Wohnhaus im Village of Hope in Grabouw
Tragwerk aus Pinienholz, Wände aus Strohstampflehm
Auf einem ehemals landwirtschaftlich genutzten Gelände am Ortsrand von Grabouw, rund 65 km östlich von Kapstadt, befindet sich das Kinderdorf Village of Hope der Organisation Thembalitsha. Die dort lebenden Kinder sind an HIV oder Tuberkulose erkrankt oder haben ihre Eltern durch AIDS verloren. Mitarbeiter der Organisation betreuen die jungen Menschen und versorgen sie mit Medikamenten. Weil der Wohnraum für die Mitarbeiter im Dorf knapp und die vorhandenen Unterkünfte bereits überfüllt sind, sollten zusätzliche Wohnhäuser bereitgestellt werden.
Gallerie
Unter der Leitung von Arno Lederer, Victoria von Gaudecker und Leslie Koch entwickelten 25 Architekturstudenten der Universität Stuttgart ein Entwurfskonzept, das die Realisierung von fünf zweistöckigen Wohnhäusern vorsieht.
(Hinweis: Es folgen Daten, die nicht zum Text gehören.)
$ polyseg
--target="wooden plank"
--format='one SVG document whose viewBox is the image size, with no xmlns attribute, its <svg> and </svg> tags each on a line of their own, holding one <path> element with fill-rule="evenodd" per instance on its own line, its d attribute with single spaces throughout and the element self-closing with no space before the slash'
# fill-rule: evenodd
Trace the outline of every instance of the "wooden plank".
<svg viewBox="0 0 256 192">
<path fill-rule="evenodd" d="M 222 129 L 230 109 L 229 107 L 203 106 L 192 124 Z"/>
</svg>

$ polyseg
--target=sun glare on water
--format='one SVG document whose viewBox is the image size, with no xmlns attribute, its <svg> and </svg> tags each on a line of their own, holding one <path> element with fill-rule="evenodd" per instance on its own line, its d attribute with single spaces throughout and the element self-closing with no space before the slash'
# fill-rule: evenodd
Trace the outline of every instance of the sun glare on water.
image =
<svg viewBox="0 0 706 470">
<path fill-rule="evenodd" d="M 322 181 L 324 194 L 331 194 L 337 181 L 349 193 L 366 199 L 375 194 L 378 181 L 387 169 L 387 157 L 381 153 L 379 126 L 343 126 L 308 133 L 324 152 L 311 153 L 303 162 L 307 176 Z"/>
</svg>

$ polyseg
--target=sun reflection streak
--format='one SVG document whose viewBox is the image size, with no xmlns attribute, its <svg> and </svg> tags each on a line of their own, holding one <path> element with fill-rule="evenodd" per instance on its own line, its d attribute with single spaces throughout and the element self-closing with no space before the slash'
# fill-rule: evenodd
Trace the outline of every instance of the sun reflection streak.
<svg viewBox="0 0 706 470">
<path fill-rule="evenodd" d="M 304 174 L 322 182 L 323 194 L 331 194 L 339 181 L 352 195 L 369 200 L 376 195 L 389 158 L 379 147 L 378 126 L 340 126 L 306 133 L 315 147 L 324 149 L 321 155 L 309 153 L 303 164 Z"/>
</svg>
Eines der Gebäude arbeiteten sie bis ins Detail aus und realisierten es in einer sechswöchigen Gemeinschaftsarbeit mit angestellten, einheimischen Arbeitern vor Ort. Auf zwei Geschossen bietet das neue Haus eine Wohnfläche von 75 m². Im Erdgeschoss sind Gemeinschaftsbereiche wie Küche, Essplatz, Wasch- und Wohnräume angeordnet. Eine außen liegende Treppe führt in die beiden darüber liegenden Privaträume für jeweils zwei Personen.
Die Bodenplatte des Hauses goss ein ortsansässiges Unternehmen aus Beton. 14 Stützen wurden einen Meter tief im Fundament verankert. Sowohl das Tragwerk als auch die Fensterrahmen bestehen aus heimischem Pinienholz. Aufgrund der hohen Temperaturen und der starken Sonneneinstrahlung im Sommer entschied sich das Planerteam, ein doppellagiges Dach zu bauen. Für die untere Schicht kamen eine Dämmung aus recycelten PET-Flaschen und eine atmungsaktive Folie zum Einsatz. Darüber wurde mit Abstand ein Wellblechdach montiert, das vor heftigen Regenfällen schützt. Die Durchlüftung zwischen den Dachschichten sorgt für Abkühlung im Inneren des Hauses.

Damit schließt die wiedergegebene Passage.